An integral part of Hillary Clinton’s health care plan is a national mandate requiring health care providers to implement Electronic Medical Records. This sounds reasonable enough. Many Republicans are on the same page. Even Newt Gingrich supports the idea.
However, as Peter Barry Chowka points out in Part II of his American Thinker examination of “progressive” health care proposals, the EMR project may not be as innocuous as it sounds:
A major stated purpose of Electronic Medical Records is to amass enough data to enable bureaucrat “experts” chosen by the government to measure “evidence” of medical “outcomes,” and to determine which therapies, drugs, tests, and other procedures are supposedly the most effective, both clinically and in terms of cost.

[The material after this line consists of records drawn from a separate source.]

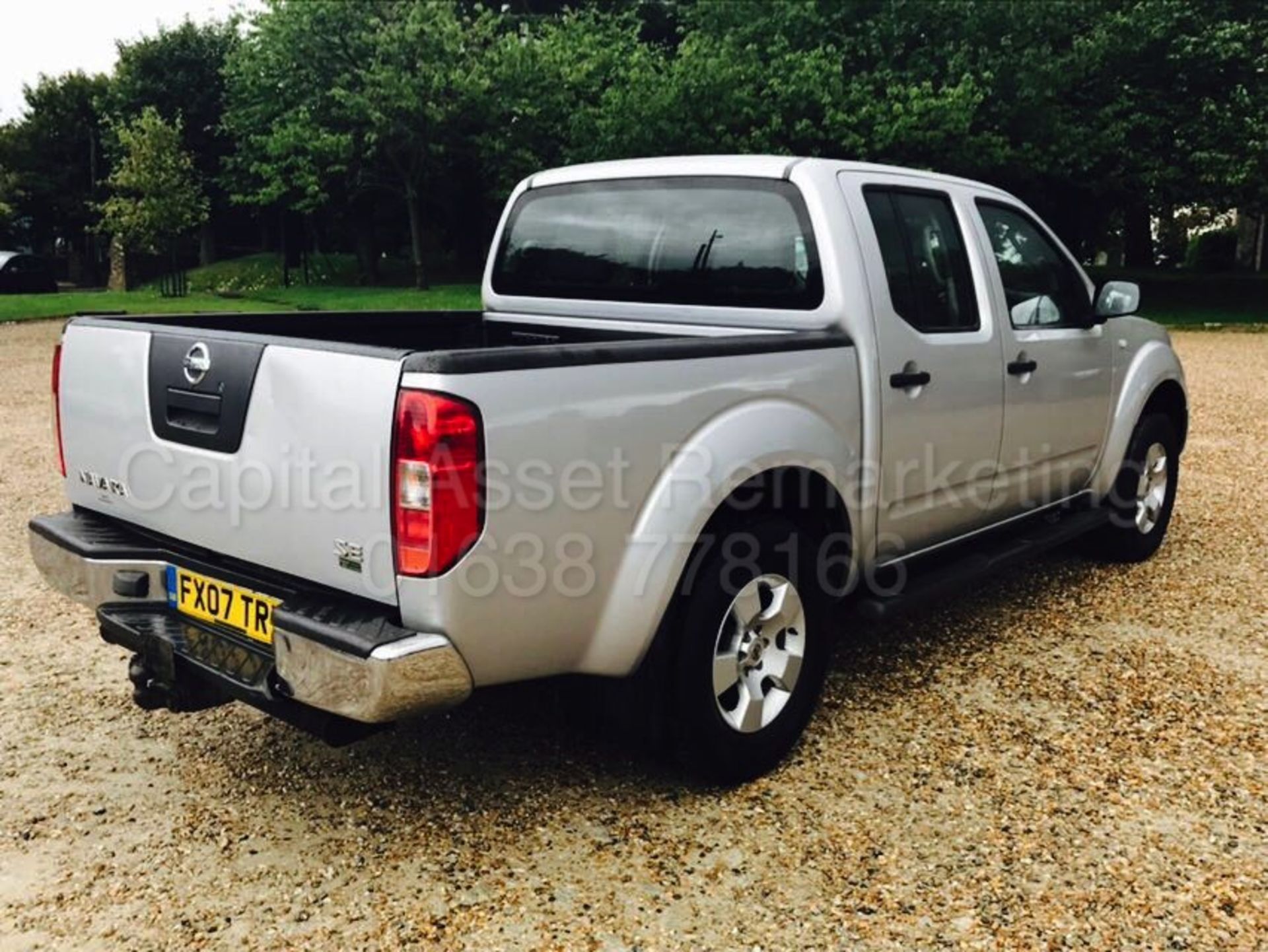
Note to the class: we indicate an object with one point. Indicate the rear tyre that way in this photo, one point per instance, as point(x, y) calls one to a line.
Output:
point(1143, 496)
point(751, 650)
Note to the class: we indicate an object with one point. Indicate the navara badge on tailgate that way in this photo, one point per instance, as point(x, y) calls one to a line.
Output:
point(350, 555)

For those of us old-fashioned enough to think that it’s the physician’s job to “determine” which treatments are “the most effective,” this sounds less than salubrious. But that may not be the worst of it. As Chowka points out in Part I of his analysis, EMRs could amount to a de facto national ID:
If EMRs are adopted, everyone in the country will, by law, be given a unique number, or “identifier,” which will follow the individual from cradle to grave. The identifier, a de facto national ID, will be the key to unlock a treasure trove-a life’s worth of the most private and intimate data having to do with the complete history of a person’s health status and his medical care.
Is all this a little too paranoid? Perhaps. However, before measuring me for a tinfoil hat, consider Senator Clinton’s well-known affinity for central government control. Are you sure that a President Hillary, backed by a Democrat-controlled congress, won’t use the whole EMR in the way Chowka envisions?